Financial highlights

  • Q2 2025 gross profit was $166 million (27.2% margin), down from $202 million (30.1%) in Q2 2024; year-to-date gross margin fell 140 bps to 28.2%.

  • Adjusted EBITDA for Q2 2025 was $57 million (9.4% margin), down from $83 million (12.4%) in Q2 2024; year-to-date adjusted EBITDA was $134 million, down 18%.

  • Free cash flow for year-to-date 2025 was $(108) million, compared to $(10) million in 2024, reflecting higher capital expenditures.

  • Selling, general & administrative expenses decreased 4% in Q2 2025 to $143 million, mainly due to lower advertising and promotion.

  • Operating cash flow for the first half of 2025 was $16 million, down from $37 million in the prior year, mainly due to lower net income and changes in receivables.

Outlook and guidance

  • Expects merger with Ferrero to close in the second half of 2025, subject to approvals.

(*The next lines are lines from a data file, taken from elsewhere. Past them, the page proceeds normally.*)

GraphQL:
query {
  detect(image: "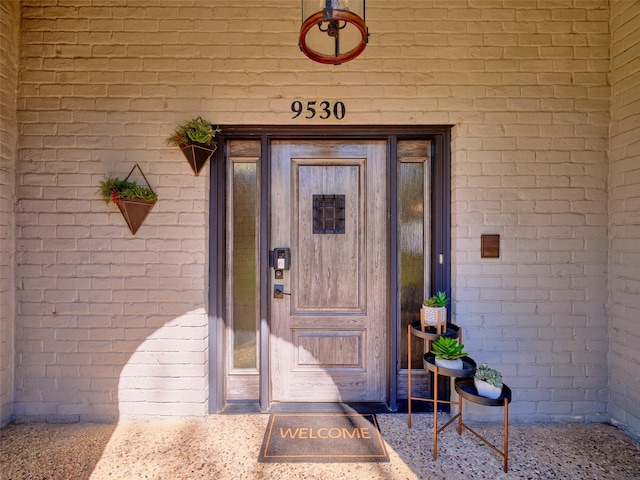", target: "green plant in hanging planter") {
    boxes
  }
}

[98,163,158,235]
[166,117,220,175]
[166,117,220,148]
[99,177,158,205]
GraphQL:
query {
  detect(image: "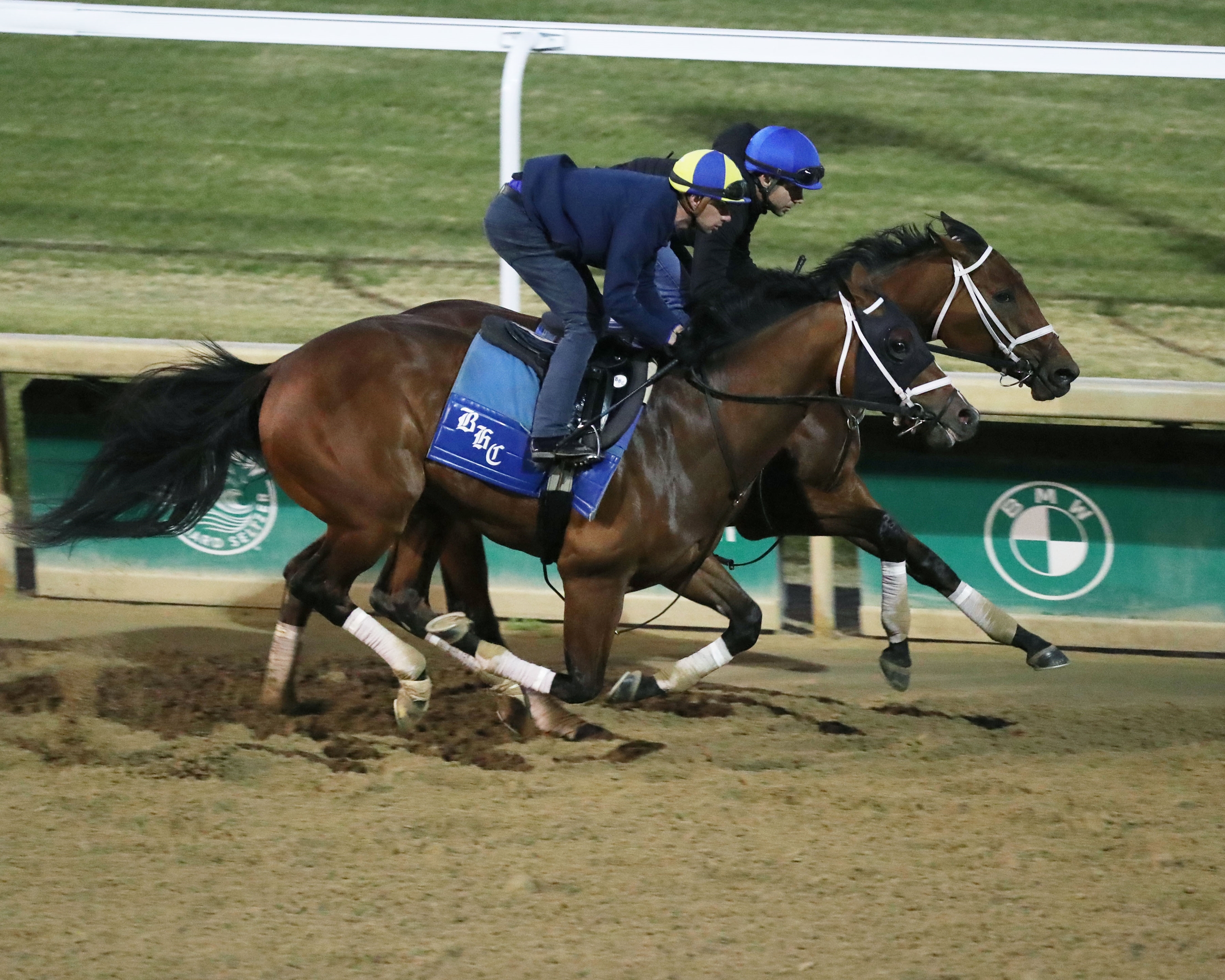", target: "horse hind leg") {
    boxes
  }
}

[289,526,431,730]
[370,519,529,735]
[260,538,323,714]
[609,558,762,703]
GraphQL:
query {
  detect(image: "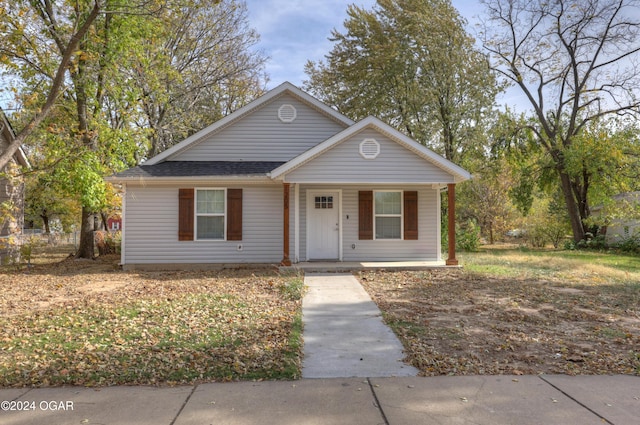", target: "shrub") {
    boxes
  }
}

[614,233,640,254]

  • Full-year 2025 financial guidance suspended due to pending acquisition; no earnings call will be held.

  • Ongoing restructuring expected to result in cumulative pre-tax charges of $230–$270 million through 2027, with $30–$40 million in cash costs for severance and transition.

  • Management anticipates near-term increased indebtedness to fund capital projects, followed by debt reduction to enhance financial flexibility.